Forum Moderators: phranque

Message Too Old, No Replies

Removing unwanted specific characters from query parameter

Dealing with duplicate page problem

         

ej2747

9:12 pm on Oct 7, 2022 (gmt 0)



I have many pages that are being detected as duplicated in search, with the duplicate version reported as
"Duplicate without user-selected canonical"

Example pair:
example.com/cgi-bin/yabb/YaBB.pl?num=1408559953 wanted version
example.com/cgi-bin/yabb/YaBB.pl?num=1408559953/0 unwanted duplicate version

Suggestions please for the apache config file to remove the /0 and return the wanted version instead.
There are other variations of trailing characters, eg /200, which I do not want affected, so the requirement is specific to /0

phranque

7:26 am on Oct 10, 2022 (gmt 0)

WebmasterWorld Administrator 10+ Year Member Top Contributors Of The Month



welcome to WebmasterWorld [webmasterworld.com], ej2747!
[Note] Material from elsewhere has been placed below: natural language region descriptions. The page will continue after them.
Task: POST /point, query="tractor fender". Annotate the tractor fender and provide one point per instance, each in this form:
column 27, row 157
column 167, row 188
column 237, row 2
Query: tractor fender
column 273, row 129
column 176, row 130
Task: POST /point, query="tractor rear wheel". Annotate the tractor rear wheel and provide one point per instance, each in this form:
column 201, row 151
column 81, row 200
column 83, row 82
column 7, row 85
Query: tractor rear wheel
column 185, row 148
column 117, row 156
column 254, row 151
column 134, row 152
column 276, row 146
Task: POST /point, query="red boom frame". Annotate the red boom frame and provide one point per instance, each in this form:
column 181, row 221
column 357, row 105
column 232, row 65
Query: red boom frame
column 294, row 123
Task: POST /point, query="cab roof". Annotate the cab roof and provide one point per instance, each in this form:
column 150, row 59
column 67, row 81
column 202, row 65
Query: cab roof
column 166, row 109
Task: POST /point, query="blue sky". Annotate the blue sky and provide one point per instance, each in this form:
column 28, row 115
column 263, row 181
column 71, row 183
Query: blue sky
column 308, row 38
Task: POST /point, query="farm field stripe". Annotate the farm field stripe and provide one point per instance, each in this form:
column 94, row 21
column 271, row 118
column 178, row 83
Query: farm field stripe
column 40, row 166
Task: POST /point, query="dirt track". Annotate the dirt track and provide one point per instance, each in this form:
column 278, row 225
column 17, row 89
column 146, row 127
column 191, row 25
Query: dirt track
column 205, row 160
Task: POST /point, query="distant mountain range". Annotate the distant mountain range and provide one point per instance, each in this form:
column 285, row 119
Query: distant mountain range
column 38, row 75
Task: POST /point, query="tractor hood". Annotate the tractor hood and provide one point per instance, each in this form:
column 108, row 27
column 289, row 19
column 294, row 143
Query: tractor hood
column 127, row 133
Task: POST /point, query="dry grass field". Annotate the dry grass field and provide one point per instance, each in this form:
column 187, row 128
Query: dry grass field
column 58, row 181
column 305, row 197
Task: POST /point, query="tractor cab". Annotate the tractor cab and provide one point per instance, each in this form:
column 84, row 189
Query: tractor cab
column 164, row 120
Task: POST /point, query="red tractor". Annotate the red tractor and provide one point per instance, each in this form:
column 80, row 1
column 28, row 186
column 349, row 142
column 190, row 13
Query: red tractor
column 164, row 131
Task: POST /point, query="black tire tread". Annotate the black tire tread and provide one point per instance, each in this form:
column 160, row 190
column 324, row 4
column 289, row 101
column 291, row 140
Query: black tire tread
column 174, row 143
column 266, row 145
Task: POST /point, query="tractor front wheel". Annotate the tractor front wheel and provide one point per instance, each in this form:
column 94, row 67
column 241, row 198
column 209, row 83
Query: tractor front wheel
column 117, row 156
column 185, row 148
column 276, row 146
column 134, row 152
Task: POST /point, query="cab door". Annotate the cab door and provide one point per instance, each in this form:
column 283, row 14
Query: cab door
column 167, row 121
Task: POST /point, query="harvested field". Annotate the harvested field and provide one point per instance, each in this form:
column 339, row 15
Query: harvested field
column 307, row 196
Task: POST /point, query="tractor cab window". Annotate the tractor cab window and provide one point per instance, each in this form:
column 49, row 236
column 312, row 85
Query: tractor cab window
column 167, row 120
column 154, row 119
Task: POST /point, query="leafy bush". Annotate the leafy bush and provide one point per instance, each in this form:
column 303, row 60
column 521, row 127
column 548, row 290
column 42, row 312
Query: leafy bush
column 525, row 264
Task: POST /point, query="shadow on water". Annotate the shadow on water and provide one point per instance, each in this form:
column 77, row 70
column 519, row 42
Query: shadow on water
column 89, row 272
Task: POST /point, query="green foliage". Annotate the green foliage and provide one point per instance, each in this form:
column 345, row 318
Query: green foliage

Suggestions please for the apache config file to remove the /0 and return the wanted version instead.

i would suggest using a RewriteRule directive to redirect the cgi-bin/yabb/YaBB.pl path to the canonical url using a 301 status code and preceding this directive with a RewriteCond directive that tests for the target query string (${QUERY_STRING}) and captures the part of the query string you want to keep for use in the substitution string (in the following RewriteRule directive mentioned previously)

i would try a pattern similar to this for starters to match and capture according to your requirements:
^(num=[0-9]+)/0$

and then if necessary make the pattern as specific as possible or as general as required.

here is the documentation for mod_rewrite directives [httpd.apache.org]

ej2747

3:07 pm on Oct 10, 2022 (gmt 0)



Many thanks. I have made this below:

RewriteCond %{QUERY_STRING} ^(num=[0-9]{10})/0$ [C]
RewriteRule . http://www.example.com/cgi-bin/yabb/YaBB.pl?%1 [R=301,L]

Further comments welcome. Are the [C] and [R=301,L] flags correct?

lucy24

4:45 pm on Oct 10, 2022 (gmt 0)

WebmasterWorld Senior Member 10+ Year Member Top Contributors Of The Month



The flag [R=301,L] is the standard flag for any redirect, so that's definitely correct, unless there is a known and specific reason for omitting the [L].

The flag [C] otoh is definitely incorrect because that's a flag for Rules, not Conditions. In fact it is SO wrong
:: quick run to test site ::
that it will cause a 500 error. Ordinarily the only flags you see in Conditions are [NC] and [OR] -- in each case, only if there is a known and specific reason for the flag.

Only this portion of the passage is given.